Antes se decía que los hombres no deben llorar. Quizás a más de alguno de nosotros nos tocó escuchar ese adagio de boca de nuestros padres o abuelos. Ahora se dice que los hombres sí lloran. La cultura actual, en su obsesión con la autoexpresión y los sentimientos, nos invita a mostrar nuestras emociones más vulnerables. Es normal entender este desarrollo como uno lineal; pensar que se trata de una evolución moral y cognitiva en la cual la teleología progresista derrota una vez más a las gastadas moras conservadoras. La realidad, como siempre, es mucho más compleja.
Es cierto que la idea de que los hombres debemos ocultar y suprimir nuestras lágrimas es bastante vieja. En La República, Platón dice que en una sociedad sana los hombres deberíamos ser maestros del duelo y la angustia y no sus esclavos. Séneca y los estoicos expresaron ideas similares, mismas que fueron retomadas por los pensadores del Renacimiento y, más tarde, los puritanos victorianos. Para todos ellos el llanto era algo primitivo e irracional, sino es que débil, cobarde e impropio en un hombre.

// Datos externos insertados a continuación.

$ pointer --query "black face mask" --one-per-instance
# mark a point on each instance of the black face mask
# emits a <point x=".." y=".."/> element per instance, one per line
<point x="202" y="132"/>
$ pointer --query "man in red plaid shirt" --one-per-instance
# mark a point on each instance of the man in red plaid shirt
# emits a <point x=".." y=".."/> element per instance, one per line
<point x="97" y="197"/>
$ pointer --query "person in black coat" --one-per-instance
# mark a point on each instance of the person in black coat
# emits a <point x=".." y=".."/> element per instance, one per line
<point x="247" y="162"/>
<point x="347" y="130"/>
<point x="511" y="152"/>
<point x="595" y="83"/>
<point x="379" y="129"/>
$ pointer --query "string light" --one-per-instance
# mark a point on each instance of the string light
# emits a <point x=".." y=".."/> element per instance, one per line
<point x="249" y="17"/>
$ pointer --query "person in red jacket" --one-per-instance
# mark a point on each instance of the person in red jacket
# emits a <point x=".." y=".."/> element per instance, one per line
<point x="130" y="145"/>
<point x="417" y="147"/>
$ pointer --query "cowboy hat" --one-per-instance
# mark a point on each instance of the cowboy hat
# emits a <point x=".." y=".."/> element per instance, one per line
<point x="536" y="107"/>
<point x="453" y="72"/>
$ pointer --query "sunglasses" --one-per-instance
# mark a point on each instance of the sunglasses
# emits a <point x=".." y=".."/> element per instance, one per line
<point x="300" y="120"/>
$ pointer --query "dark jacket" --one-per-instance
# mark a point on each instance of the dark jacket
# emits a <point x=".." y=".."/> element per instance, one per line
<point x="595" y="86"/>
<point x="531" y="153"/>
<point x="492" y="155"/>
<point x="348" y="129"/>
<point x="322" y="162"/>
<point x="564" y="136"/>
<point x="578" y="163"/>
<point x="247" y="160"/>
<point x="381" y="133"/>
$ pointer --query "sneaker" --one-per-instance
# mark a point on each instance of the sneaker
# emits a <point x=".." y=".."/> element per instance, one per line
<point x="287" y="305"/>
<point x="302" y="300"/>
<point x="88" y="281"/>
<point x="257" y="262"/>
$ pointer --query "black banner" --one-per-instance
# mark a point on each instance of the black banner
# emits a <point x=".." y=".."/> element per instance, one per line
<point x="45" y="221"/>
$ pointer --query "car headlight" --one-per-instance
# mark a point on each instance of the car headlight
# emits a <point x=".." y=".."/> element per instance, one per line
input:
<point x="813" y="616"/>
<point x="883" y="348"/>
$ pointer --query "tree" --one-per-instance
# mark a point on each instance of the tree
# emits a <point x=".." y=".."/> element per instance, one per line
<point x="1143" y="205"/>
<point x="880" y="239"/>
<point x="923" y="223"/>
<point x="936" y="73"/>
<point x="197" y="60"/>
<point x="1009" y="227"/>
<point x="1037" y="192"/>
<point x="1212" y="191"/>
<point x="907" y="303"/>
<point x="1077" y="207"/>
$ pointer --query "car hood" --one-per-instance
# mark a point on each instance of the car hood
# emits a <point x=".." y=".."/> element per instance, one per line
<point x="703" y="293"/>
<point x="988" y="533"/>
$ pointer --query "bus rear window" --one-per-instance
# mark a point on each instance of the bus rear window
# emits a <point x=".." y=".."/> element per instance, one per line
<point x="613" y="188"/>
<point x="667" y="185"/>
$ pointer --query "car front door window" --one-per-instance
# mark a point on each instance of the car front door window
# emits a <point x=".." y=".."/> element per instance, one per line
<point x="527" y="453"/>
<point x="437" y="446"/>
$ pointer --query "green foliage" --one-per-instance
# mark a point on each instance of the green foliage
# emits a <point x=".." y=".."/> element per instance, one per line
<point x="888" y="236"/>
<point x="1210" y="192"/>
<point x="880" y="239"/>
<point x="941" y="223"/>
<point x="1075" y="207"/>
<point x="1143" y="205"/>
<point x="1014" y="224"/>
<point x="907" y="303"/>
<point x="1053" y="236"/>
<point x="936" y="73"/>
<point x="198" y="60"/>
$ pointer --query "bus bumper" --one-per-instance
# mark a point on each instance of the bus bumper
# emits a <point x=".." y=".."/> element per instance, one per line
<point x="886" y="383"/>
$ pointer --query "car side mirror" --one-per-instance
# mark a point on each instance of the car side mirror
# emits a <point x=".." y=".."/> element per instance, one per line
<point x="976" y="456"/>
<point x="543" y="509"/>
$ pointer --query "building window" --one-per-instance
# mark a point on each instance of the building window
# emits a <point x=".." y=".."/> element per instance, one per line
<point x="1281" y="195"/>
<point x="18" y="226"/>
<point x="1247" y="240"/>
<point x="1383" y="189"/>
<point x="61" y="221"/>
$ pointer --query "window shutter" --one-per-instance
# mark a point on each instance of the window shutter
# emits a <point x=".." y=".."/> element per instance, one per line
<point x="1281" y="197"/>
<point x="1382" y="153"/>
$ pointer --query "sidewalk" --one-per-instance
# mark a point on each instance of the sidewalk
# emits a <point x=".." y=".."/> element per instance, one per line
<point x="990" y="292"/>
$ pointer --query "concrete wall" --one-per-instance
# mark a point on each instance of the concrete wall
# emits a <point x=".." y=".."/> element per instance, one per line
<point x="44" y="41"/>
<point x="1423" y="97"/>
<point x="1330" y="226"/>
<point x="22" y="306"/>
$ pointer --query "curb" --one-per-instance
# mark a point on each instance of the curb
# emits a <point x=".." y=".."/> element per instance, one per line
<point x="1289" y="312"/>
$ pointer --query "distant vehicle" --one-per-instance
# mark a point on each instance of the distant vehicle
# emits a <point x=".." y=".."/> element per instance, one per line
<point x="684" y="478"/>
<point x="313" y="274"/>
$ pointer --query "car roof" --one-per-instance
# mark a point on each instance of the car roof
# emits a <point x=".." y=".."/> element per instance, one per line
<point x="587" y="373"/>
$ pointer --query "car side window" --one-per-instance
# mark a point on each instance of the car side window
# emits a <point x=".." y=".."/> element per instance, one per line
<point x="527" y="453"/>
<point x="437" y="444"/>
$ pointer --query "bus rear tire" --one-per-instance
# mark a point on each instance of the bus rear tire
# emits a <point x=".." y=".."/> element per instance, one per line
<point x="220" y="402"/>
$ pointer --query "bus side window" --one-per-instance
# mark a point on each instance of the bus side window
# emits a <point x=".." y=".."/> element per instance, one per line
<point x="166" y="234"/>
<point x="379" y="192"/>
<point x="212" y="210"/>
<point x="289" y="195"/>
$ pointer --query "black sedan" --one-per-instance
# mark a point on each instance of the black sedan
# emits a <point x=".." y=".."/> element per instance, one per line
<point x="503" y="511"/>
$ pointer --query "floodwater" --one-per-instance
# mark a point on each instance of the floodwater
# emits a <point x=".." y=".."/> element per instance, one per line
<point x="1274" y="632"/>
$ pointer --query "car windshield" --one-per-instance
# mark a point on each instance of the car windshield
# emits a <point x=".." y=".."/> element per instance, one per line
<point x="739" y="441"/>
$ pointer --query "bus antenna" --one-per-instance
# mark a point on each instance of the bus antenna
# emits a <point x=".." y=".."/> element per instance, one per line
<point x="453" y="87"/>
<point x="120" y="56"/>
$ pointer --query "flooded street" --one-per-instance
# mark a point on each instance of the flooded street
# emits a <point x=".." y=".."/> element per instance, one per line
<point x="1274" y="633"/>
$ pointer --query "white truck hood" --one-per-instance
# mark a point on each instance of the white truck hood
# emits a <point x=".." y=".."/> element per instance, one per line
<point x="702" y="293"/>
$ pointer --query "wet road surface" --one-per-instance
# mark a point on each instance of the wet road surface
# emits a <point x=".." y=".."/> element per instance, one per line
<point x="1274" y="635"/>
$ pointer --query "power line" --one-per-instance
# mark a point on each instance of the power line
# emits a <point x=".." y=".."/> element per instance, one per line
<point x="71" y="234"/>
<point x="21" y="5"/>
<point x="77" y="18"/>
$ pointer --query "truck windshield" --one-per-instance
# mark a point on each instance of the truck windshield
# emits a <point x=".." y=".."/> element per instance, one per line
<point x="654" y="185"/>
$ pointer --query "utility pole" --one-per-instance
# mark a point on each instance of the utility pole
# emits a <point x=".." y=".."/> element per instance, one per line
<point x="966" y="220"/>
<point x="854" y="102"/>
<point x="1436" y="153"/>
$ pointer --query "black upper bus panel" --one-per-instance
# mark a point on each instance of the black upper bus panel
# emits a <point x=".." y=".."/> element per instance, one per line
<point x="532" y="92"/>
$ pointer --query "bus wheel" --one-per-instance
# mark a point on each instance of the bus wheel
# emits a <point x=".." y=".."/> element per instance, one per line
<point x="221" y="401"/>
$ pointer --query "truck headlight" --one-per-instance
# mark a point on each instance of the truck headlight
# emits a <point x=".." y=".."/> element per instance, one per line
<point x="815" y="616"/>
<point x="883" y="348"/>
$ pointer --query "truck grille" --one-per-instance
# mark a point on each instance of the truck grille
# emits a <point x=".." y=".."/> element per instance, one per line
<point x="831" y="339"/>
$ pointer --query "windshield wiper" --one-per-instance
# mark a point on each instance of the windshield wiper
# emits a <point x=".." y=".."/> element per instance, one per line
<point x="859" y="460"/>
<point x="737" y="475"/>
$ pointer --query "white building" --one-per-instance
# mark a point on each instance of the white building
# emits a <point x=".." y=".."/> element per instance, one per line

Pero aunque los apóstoles de las nuevas masculinidades nos quieran convencer de que han inventado el hilo negro, la historia está llena de grandes hombres llorando. Platón sabía muy bien que, en la antigüedad clásica, que un hombre llorara era considerado noble y virtuoso. La imagen de Áyax, Aquiles y Antíloco llorando «incontrolablemente» por la muerte Patroclo estaba tan presente en las mentes griegas como la de Ulises llorando «como una viuda» al escuchar canciones sobre la guerra. Quizás por eso Alejandro Magno no tuvo miedo de llorar en la anécdota de Plutarco sobre los mundos que quedan por conquistar.
Al igual que los paganos, los cristianos entendían que llorar es cosa de grandes hombres. Las Escrituras están llenas de ejemplos: Job (Job 16:20), José (Génesis 43:30), Jeremías (Jeremías 9:1), Pablo (Hechos 20:19) y Juan (Apocalipsis 5:4), por mencionar algunos. El mismo Hijo del Hombre lloró al contemplar Jerusalén (Lucas 19:41) y ante la muerte de Lázaro, momento que forma el versículo más corto de la Biblia: «Jesús lloró» (Juan 11:35). En su novela Camelot, T. S. White nos dice que Sir Lancelot lloró «como un niño golpeado» al presenciar su milagro y en la alegoría cristiana El señor de los anillos, Aragorn llora tras la muerte de Boromir.
Vemos ahora por qué la visión liberal del hombre que se rompe y se retira a su lugar seguro resulta tan poco atractiva. Se trata de un lenguaje terapéutico que reduce el llorar a una necesidad fisiológica cuyo único fin es la regulación emocional. Es una visión que no construye, no crea un puente entre el ser y el deber-ser y, por lo tanto, no trasciende. Este no es el llanto que glorificaban los antiguos, pues en la visión clásica las lágrimas no son una excusa para la debilidad sino una refutación de la misma; no un descanso temporal de las responsabilidades del coraje y el deber, sino su manifestación a nivel del cuerpo y el alma. Los grandes héroes de la historia y la mitología lloraban desde el fondo de su corazón, pero con esas lágrimas en los ojos amaban, luchaban y vencían.